Something I haven’t yet touched on is the manner in which Fritsch’s work hovers in a space between two and three dimensions of painting and sculpture (what she refers to as two and a half dimensions) as well as between “order and chaos, heaviness and lightness, stillness and movement and between the ‘real’ and the ‘otherworldly’”. The perpetual state of equilibrium that the artist works with and that exists within individual vessels, is also evident in groups of vessels too. One relationship that particularly caught my attention in this show was a familial one between mother and child. Mother and Child, Collision of Particles Vase, Mother (1990) is a fulsome and steady form. The accompanying Mother and Child, Collision of Particles Vase, Child (1990) is stepped, off-kilter and leaning inwards towards the mother as if seeking reassurance.
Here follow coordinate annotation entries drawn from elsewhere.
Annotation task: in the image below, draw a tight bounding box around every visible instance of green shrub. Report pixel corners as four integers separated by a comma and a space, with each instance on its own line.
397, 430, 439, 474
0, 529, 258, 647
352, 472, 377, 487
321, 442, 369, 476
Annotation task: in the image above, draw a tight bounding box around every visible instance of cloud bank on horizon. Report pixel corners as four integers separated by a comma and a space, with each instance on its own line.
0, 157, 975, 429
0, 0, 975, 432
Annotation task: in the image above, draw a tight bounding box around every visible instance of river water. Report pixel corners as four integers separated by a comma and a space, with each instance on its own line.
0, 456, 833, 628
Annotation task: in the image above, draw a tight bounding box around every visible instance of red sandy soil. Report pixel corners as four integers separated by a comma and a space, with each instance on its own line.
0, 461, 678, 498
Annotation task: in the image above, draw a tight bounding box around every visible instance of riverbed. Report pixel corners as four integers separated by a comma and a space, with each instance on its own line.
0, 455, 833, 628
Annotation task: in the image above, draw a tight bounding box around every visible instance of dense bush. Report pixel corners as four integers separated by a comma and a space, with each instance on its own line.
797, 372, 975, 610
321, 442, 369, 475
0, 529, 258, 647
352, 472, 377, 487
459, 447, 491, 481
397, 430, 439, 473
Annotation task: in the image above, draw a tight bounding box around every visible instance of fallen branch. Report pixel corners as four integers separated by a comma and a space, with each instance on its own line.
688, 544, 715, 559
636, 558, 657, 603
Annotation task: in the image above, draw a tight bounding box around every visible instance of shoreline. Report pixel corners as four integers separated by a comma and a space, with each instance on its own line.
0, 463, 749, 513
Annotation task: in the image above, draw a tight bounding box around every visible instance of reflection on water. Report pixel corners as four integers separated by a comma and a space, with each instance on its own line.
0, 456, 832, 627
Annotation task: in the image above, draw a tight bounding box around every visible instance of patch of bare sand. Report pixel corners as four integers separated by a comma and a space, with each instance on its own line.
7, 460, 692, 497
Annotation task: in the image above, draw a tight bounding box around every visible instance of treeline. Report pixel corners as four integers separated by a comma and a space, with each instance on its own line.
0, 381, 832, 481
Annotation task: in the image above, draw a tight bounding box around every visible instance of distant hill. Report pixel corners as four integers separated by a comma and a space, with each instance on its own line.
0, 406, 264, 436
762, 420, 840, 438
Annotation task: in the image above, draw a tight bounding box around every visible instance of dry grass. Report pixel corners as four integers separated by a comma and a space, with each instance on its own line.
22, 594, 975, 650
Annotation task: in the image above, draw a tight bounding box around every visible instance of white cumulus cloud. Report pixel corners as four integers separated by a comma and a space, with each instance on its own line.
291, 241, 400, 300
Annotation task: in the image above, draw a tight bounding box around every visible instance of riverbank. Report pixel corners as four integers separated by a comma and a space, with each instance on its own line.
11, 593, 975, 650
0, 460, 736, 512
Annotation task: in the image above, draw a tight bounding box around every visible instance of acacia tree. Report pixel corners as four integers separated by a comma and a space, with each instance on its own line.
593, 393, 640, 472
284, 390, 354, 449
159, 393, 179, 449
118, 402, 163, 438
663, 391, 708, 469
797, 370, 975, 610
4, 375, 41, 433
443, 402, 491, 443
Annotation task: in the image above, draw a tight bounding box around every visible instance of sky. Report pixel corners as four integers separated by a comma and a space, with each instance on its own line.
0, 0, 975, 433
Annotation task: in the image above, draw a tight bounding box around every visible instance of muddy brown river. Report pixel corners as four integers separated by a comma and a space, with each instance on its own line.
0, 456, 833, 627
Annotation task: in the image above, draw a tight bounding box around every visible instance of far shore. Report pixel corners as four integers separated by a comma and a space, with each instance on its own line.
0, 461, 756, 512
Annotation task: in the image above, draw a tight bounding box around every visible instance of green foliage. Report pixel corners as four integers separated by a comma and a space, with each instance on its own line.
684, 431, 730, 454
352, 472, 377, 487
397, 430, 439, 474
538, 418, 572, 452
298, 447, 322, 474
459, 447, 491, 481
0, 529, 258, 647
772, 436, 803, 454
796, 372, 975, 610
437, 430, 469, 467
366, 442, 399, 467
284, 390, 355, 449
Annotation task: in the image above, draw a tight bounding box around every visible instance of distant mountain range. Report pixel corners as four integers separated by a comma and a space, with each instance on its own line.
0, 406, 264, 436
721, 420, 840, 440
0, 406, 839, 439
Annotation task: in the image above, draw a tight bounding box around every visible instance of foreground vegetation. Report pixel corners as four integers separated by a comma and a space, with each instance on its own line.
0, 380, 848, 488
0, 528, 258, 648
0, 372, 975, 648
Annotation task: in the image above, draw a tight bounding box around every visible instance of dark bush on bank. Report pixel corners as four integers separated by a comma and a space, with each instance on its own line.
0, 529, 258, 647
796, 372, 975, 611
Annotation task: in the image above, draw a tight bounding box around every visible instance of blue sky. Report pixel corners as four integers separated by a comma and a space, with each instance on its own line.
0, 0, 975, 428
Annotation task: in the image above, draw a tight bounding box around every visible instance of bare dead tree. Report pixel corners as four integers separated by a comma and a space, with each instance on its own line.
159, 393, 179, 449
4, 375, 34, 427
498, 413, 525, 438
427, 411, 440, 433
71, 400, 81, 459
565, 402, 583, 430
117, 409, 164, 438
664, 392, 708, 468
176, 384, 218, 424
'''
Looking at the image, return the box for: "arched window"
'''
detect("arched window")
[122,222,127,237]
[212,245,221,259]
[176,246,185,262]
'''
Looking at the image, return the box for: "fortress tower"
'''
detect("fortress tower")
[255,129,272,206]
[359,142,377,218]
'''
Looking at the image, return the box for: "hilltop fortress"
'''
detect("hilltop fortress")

Elizabeth Fritsch, Vases from Tlön, 1984. Hand-built stoneware with coloured slips. Collection of the artist. © The Artist. Image courtesy Adrian Sassoon, London. Photo: Sylvain Deleu.

In earlier work such as Vase, Giant Steps (1979) and Piano Pot, Pianissimo (1976), the front of the vessels is rounded, abundant and patterned while the rear is flattened and devoid of pattern. This formation makes these pots more akin to painting than anything else, something that is underlined in this exhibition with the presence of Ben Nicholson’s 1954 painting Delos in which the flatness of the image and the balance of the colour palette align well with Fritsch’s vessels displayed close by. Their frontal fullness is flattened by their patterning, too, so they pull back from three dimensions, always resisting their condition as pots while still existing as vessels for the imagination. It is perhaps this constant pull between two and three dimensions, between movement and stillness, between painting and sculpture, that lends these vessels their unique fascination. As the first retrospective of Fritsch’s work in 15 years, it is essential viewing.